Le processus aura été aussi long que le nom est ingrat. Mais les 15 pays d’Asie qui, ce 15 novembre, ont signé le Partenariat régional économique global (RCEP, Regional Comprehensive Economic Partnership) à l’occasion d’une cérémonie virtuelle organisée depuis Hanoï peuvent se targuer d’avoir battu plusieurs records.

Le RCEP est en effet le plus vaste accord commercial multilatéral du monde – il aurait pesé plus lourd encore si l’Inde ne s’en était pas retirée il y a un an. Et après huit années à “négocier dans le sang, la sueur et les larmes”, selon l’expression du ministre du Commerce de la Malaisie, Mohamed Azmin Ali, c’est une victoire pour la coopération régionale alors même que l’épidémie de Covid-19 ravage l’économie mondiale. Néanmoins, la portée de cette victoire suscite des analyses contrastées.
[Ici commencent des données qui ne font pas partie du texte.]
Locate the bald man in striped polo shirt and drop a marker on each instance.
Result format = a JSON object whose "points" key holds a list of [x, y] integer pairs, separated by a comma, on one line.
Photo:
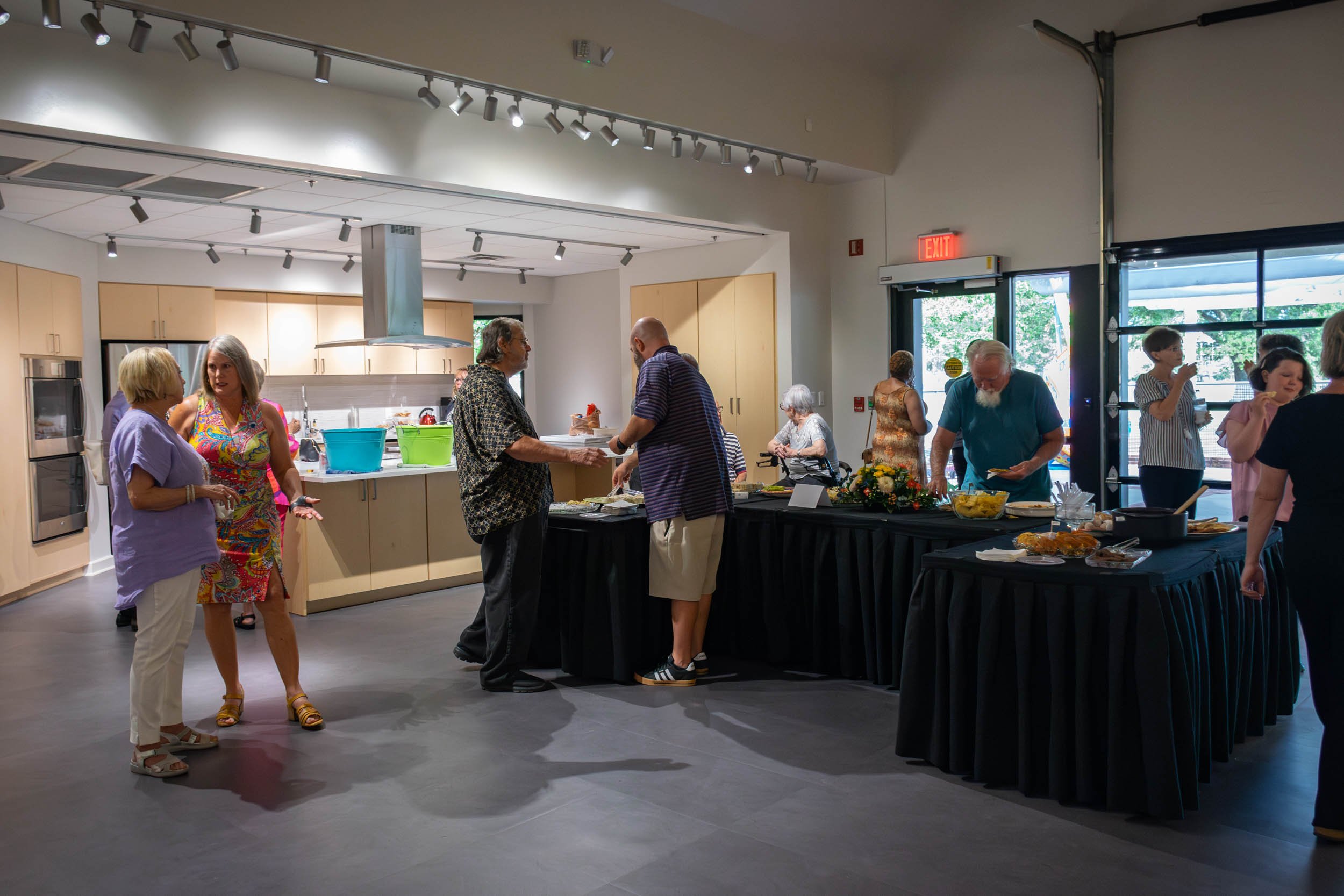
{"points": [[684, 473]]}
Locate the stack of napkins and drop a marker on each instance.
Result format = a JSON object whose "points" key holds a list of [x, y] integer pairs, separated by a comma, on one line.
{"points": [[1000, 555]]}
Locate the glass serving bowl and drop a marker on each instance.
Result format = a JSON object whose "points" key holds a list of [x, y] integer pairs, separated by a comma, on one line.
{"points": [[979, 505]]}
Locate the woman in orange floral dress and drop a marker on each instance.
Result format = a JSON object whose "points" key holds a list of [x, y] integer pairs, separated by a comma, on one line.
{"points": [[234, 432], [901, 420]]}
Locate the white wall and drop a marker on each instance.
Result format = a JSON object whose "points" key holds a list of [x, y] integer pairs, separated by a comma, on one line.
{"points": [[578, 353], [37, 248]]}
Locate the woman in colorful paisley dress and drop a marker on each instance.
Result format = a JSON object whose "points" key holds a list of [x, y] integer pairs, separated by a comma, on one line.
{"points": [[234, 432], [901, 418]]}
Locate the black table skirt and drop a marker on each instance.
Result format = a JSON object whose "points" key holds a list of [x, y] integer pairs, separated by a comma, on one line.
{"points": [[827, 590], [596, 618], [1112, 690]]}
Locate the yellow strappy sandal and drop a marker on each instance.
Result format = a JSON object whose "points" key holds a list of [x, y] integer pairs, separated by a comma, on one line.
{"points": [[304, 714], [229, 715]]}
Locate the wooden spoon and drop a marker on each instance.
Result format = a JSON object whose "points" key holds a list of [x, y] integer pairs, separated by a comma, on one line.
{"points": [[1190, 500]]}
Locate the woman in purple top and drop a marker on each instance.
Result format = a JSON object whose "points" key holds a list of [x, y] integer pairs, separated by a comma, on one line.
{"points": [[163, 531]]}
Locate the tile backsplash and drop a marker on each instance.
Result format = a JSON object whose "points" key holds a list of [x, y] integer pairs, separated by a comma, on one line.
{"points": [[338, 402]]}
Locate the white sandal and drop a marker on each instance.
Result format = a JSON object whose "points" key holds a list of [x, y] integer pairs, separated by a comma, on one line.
{"points": [[162, 770], [189, 739]]}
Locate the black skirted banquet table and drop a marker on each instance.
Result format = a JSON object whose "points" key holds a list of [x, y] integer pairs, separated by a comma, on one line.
{"points": [[813, 590], [1108, 688]]}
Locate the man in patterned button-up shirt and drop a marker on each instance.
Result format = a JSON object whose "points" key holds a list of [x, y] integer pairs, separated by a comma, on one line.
{"points": [[506, 496]]}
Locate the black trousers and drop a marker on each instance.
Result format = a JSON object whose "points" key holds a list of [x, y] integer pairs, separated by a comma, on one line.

Pour certains, le RCEP n’est guère plus qu’un accord symbolique. Pour d’autres, c’est un jalon décisif dans la construction d’un nouvel ordre mondial marqué par la domination de la Chine sur toute l’Asie.

La vérité est dans la nuance. Le RCEP n’annonce certainement pas une libéralisation spectaculaire du commerce en Asie. Il repose à l’origine sur une volonté de rationalisation : rassembler, sous un traité global, plusieurs accords de libre-échange passés entre les 10 membres de l’Association des nations de l’Asie du Sud-Est (Asean) et divers autres pays de la zone Asie-Pacifique – Australie, Chine, Japon, Nouvelle-Zélande et Corée du Sud.

Le RCEP recoupe un autre grand traité commercial régional, le Comprehensive and Progressive Agreement for Trans-Pacific Partnership (CPTPP, ou selon son sigle français PTPGP, pour Partenariat transpacifique global et progressiste). Signé en 2018 par 11 pays, ce texte d’abord appelé Partenariat transpacifique (TPP) devait inclure les États-Unis, jusqu’à ce que Donald Trump, à peine arrivé à la présidence, ne décide d’en retirer son pays.

Quand les deux accords étaient en négociation, les Américains se plaisaient à dénigrer le RCEP, présenté comme un pacte médiocre, pensé pour le XXe siècle, focalisé sur les barrières douanières et des mesures de libéralisation rudimentaires, quand le TPP voyait plus grand, englobait des enjeux comme l’environnement ou le droit du travail et prévoyait des règles pour les entreprises publiques.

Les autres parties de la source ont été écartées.